How Does It Work?

I’m thinking about applying for Artisan…

As a member of the Artisan and Fellow Selection Committees, I’ve heard that statement a few times. Many who utter it are looking for some tips on the process, or encouragement to take that leap; its an admirable goal, especially for those who are interested in the constant process of refining their skills making miniatures.

A group of submissions is set out and ready for evaluations.

A group of submissions is set out and ready for evaluations.

The best advice I can give to prospective applicants is to use your eyes. First, use them to read all the information that is posted on the IGMA website on the application process and read the guidelines. Keeping the guidelines in mind, examine your work, is it compliant with the guidelines? Secondly, look at work around you-if you can get to shows, find the best work there and note what about it makes it the best. If you have no access to great miniature work first hand, look at great full-size work, the only difference will be the scale, but you can see how the proportions work for the elements of each piece, if its furniture, how the various pieces fit together, how thick or glossy is the finish, is your work as clean and neat, just proportionally smaller-in proper scale?

As for the process, it goes like this: the committees meet once a year following a schedule set out on the IGMA website. You must notify the committee chairperson or the Guild Administrator by the stated deadline of your intention to apply. The notification allows the committee to estimate the amount of time they’ll need for evaluations. This is not an absolute commitment, so let them know even if you’re not sure you’ll be ready in time, it is much better to drop out, than to ask to be included at the last minute and find that the committee will not have time to evaluate your submission.

You must then submit your pieces with the accompanying paperwork within the time frame. The committee chair persons  receive all submissions and prepare them for evaluations, this includes removing any and all traces of the submitters names so that the process can be completely blind. This is our, and your, assurance that the process is as fair and impartial as it can be. Without knowing whose work is being evaluated no one brings any preconceived notions to the table-either favorable or unfavorable, the work is judged on its merits alone.

Julie Stevens and Phyllis Hawkes examine the construction details on a submission.

Julie Stevens and Phyllis Hawkes examine the construction details on a submission.

On the day of evaluations, the chairperson lays out the work on large tables-depending on how many submissions there are, there could be as many as 10 or 12 submissions laid out at one time. Each submission has its own dedicated space, with its documentation and comments sheets. This allows the 8-10 people on the committee to work at the same time, and at their own pace, moving from submission to submission as they are ready. Each committee member reads the supporting materials submitted, studies the work and scores it based on criteria that have been established over many years, overall presentation, workmanship and difficulty. People work at different rates, and the process can be lengthy; 20 submissions can easily take an entire day to evaluate! Use of magnifiers and rulers are encouraged so that no one just assumes the scale is correct. It is also not unusual for committee member to take advantage of the hotels wi-fi to look up and check on the accuracy of details. Applicants are continually encouraged to document their work and provide supplementary information on the pieces that have inspired them. If you submit an ear of corn that, in scale would be 15″ long, you had better supply the committee with photos of real size corn that is 15″ long, otherwise they will assume that your corn is out of scale having no experience of corn of that size!
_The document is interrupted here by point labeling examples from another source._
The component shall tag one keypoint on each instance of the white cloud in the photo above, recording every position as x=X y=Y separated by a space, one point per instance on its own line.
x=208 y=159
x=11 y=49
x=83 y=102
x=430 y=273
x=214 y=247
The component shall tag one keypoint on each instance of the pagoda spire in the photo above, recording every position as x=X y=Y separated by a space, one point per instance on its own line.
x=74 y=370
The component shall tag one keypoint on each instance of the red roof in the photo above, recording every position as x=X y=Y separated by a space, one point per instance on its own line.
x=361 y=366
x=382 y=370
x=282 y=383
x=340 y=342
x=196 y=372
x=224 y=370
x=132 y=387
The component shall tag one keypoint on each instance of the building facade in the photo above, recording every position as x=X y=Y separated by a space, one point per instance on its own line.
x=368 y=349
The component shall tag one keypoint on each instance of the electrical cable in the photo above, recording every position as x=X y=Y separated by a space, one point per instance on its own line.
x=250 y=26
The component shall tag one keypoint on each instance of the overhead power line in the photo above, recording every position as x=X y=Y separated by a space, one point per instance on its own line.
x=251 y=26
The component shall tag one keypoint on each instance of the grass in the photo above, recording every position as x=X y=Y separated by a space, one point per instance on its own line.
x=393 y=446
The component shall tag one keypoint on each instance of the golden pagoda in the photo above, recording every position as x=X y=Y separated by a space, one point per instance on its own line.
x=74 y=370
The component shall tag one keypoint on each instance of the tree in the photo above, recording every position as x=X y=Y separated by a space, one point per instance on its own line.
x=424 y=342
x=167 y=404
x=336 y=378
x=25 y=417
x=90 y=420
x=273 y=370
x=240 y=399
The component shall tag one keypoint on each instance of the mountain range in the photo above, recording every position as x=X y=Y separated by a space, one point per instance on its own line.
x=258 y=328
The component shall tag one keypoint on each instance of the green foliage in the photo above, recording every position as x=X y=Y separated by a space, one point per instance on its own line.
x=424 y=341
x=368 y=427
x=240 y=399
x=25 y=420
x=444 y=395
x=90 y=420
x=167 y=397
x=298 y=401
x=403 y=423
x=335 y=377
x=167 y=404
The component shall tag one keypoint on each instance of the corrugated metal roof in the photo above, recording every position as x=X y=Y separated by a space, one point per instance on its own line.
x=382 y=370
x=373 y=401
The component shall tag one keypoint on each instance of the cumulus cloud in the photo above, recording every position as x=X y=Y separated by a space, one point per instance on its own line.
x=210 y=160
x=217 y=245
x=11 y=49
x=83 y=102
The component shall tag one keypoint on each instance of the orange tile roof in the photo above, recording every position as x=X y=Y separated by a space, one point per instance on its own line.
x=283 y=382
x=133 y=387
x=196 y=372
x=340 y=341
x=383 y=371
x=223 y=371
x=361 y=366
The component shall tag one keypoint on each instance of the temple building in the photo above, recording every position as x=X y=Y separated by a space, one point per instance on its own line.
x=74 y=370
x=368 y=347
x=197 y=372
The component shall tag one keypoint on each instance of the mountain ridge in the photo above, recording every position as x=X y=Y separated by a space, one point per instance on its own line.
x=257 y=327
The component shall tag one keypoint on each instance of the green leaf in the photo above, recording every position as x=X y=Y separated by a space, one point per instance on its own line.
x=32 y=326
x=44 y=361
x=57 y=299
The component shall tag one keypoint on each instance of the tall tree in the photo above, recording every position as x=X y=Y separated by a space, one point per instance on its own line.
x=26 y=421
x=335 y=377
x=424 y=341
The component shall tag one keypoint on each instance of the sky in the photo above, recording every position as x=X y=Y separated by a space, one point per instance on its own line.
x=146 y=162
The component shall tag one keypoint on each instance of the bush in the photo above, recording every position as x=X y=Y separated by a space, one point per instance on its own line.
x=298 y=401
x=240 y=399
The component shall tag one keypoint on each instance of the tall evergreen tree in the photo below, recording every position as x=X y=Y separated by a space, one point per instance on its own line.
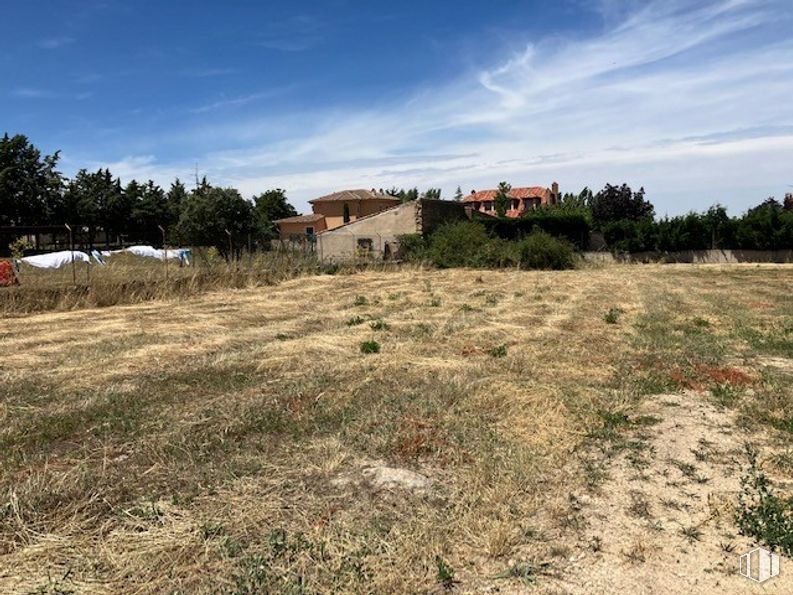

When everyone has finished evaluating each submission, the chairperson takes a vote, just pass or fail, on each submission. If the decision is pretty unanimous, it ends there for that submission. If the vote is at all close, the chairperson asks for the actual scores and the numbers are averaged, if a passing number is reached, the submission passes. After the entire process is completed, the chairperson lets the committee know whose work they have been evaluating. The list of names that the committee has approved for Artisan membership then goes to the full board of trustees for approval and the process is done for another year.